Padahal ia mengaku sebenarnya saat lulus SMA 3 Ambon tahun 1993, dirinya diterima di Universitas Pattimura melalui jalur tanpa tes atau jalur PMDK di Fakultas Pertanian Jurusan Kehutanan.

"Tetapi karena keterbatasan dana jadi beta tidak melapor untuk kuliah di Unpatti saat itu. Jadi, beta memutuskan tes bintara tahun 1993 tetapi tidak lulus,"" kisahnya.

Stefi menuturkan mengapa dirinya tidak kuliah dan tetap mau cari pekerjaan untuk mendapatkan penghasilan. Ternyata bukan saja soal keterbatasan dana.

"Bung tahu kan. Di sebelah rumah beta dulu semua anak muda kuliah. Jadi beta sebagai anak bungsu cari peluang jua yang  keluar langsung dapat pekerjaan toh," beber Stefi, yang saat itu tinggal di kawasan Perumnas Poka.

Selama satu tahun sejak gagal jadi bintara TNI. Ia menunggu kesempatan berikut malah yang lebih tinggi lagi.

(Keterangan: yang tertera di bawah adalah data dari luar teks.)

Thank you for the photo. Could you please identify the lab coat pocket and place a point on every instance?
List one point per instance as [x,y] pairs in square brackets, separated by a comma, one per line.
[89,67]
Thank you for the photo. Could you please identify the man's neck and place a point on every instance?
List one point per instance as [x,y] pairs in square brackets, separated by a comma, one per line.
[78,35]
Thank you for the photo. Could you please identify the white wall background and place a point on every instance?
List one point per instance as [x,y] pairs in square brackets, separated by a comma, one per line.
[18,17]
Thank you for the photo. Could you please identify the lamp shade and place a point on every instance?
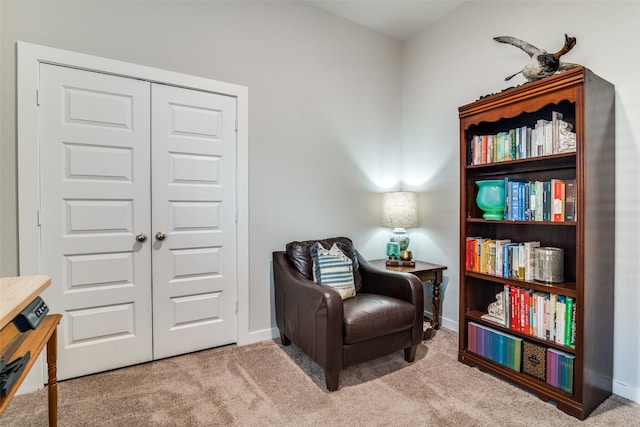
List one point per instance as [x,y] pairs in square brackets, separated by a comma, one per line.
[400,209]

Yaitu pada tahun 1994 ikut tes calon taruna Akademi Militer (Akmil) di Ambon.

Hasilnya ia dinyatakan lulus tingkat daerah. Makanya ia diberangkatkan untuk tes tingkat pusat di Magelang dan lagi-lagi dinyatakan lulus sebagai taruna Akmil dan mulai masuk pendidikan. "Puji syukur. Tuhan beri beta kesempatan," katanya.

Usai pendidikan Akmil dengan kecabangan arteleri dan berrpangkat Letnan Dua maka perjalanan karier Stefi dimulai di dunia militer saat dinas di Batalyon Armed 3 Magelang Jawa Tengah. Kemudian waktu pangkat  Kapten sebagai Pasiops Kodim Cilacap Jawa Tengah.

Ketika berpangkat Mayor. Stefi ditugaskan di Jasdam XVII/ Cenderawasih Jayapura dan Korem 171 Sorong. Kemudian selesai Pendidikan Seskoad tahun 2011 dia menjabat sebagai Kasiter Korem 051 Jakarta Timur.

Kariernya terus menanjak. Lantaran selanjutnya dipetcayakan sebagai Komandan Batalyon Armed 7 Bekasi. Tak lama kemudian dengan pangkat Letkol dia dipromosikan menjabat Komandan Kodim Jakarta Utara pada tahun 2016.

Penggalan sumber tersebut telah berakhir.